SANTA CLARA, Calif. – Intel CEO Paul Otellini today attempted to clarify
the company’s situation surrounding NAND flash memory one day after a Q1
financials warning clobbered the semiconductor market.
On Tuesday, Intel (NASDAQ: INTC) warned that its Q1 gross profit margin
would slip from 56 percent in prior guidance to 54 percent, and attributed
this to weakness in the flash memory market. Intel said this was due to
slumping prices.
Otellini, speaking to financial analysts here at Intel’s headquarters,
clarified the statement that hit his company’s stock on Tuesday, as well
as the rest of the semiconductor sector.
Intel had forecast the price erosion from Q4 2007 to Q1 2008 would be 27
percent, when it ended up being 53 percent. This had the double impact of
hurting not only products in manufacturing, but those already done and in inventory.
However, he also noted that Intel has shipped twice as many flash memory
bits as it did in Q4. So while Intel is suffering price erosion, it at least
has a chance to make up for it in volume.
Intel is addressing this problem by focusing on higher value segment
adds, particularly solid state drives (SSDs). The newest notebooks, like
Apple’s Mac Air, use SSD drives, and Intel can offer not just NAND flash but
controllers and power management.
“We will be moving into solid state drives in mid-year to give insulation
against commodity markets,” he told the gathering of suits in the
auditorium. “I have made a personal commitment that this business will not
be a drag on Intel Corporation. We’re going to fix it or make sure it’s
profitable one way or another.”
The Internet Opportunity
As to other areas, Otellini said that thanks to Intel’s restructuring
over the past two years and new cost structure, the company is “in a good
position to go after new markets.” He sees the Internet as the fundamental
driver of the business, because “only” one billion people are online so far.
Intel hopes to see the online population reach two billion over the next several years and expects
to get there by selling more devices to enable more people to get on the
Internet. That’s not just PCs, it’s all devices, and they will need a richer
experience as visual Internet experiences like YouTube and Second Life
demand more processing power.
By the end of Q1, Intel expects to have 72 45nm SKUs on the market, 29 in
server products, 22 on desktop, and 21 in mobile. Otellini confirmed Dunnington
as a six-core multiprocessor Xeon chip that will allow for 24-core servers,
and said Nehalem was on track for a later 2008 release. To prove it, he
announced his entire slideshow was running on a Nehalem-powered box.

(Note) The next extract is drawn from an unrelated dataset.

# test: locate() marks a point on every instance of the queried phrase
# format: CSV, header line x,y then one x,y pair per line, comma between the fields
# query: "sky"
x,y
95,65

Intel has high hopes for mobility, a market it felt would pass 50 percent
of PCs sold in 2009 when IDC was saying 2010. Otellini noted that consumers
are driving notebook sales with just under 50 percent of purchases, and said
that will go up as the cost of parts comes down.
A million free hours
This year marks Intel’s 40th anniversary and Otellini announced an
interesting way of celebrating it. Intel employees will donate one million
free employee hours to assist in their community. “This is our giveback for
turning 40,” said the CEO.
Otellini was followed by Sean Maloney, executive vice president and
general manager of sales and marketing, who said that despite talk of a
slowdown, particularly in servers, he expects growth to continue. He pointed
out that Google, Yahoo and MSN make up eight percent of the Internet server
hardware population, and they will not be going to virtualization, which is
often thought to be a reason for slowing server sales.

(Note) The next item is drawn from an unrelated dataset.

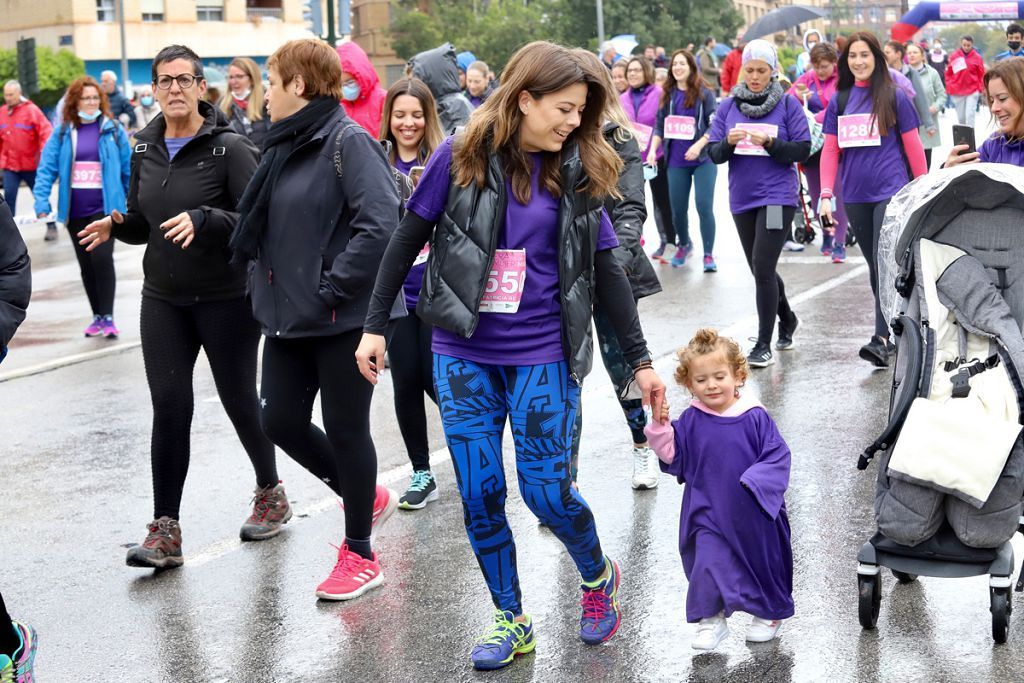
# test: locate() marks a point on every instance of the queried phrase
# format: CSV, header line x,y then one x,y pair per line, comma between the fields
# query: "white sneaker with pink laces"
x,y
351,577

Datacenters need more processing power. Data intensive tasks like
financial processing have seen their processing needs go up eight fold,
while oil and gas companies went from nine teraflops of processing power in
2003 to 180 in 2007.
Maloney said that the consumer market is changing to include more
handheld devices, and that Intel’s new Atom processor, codenamed
Silverthorne, will be the chip that takes the company into that market.
“Silverthorne can take us into a number of markets we’ve looked at for a
number of years but never could go after,” he said.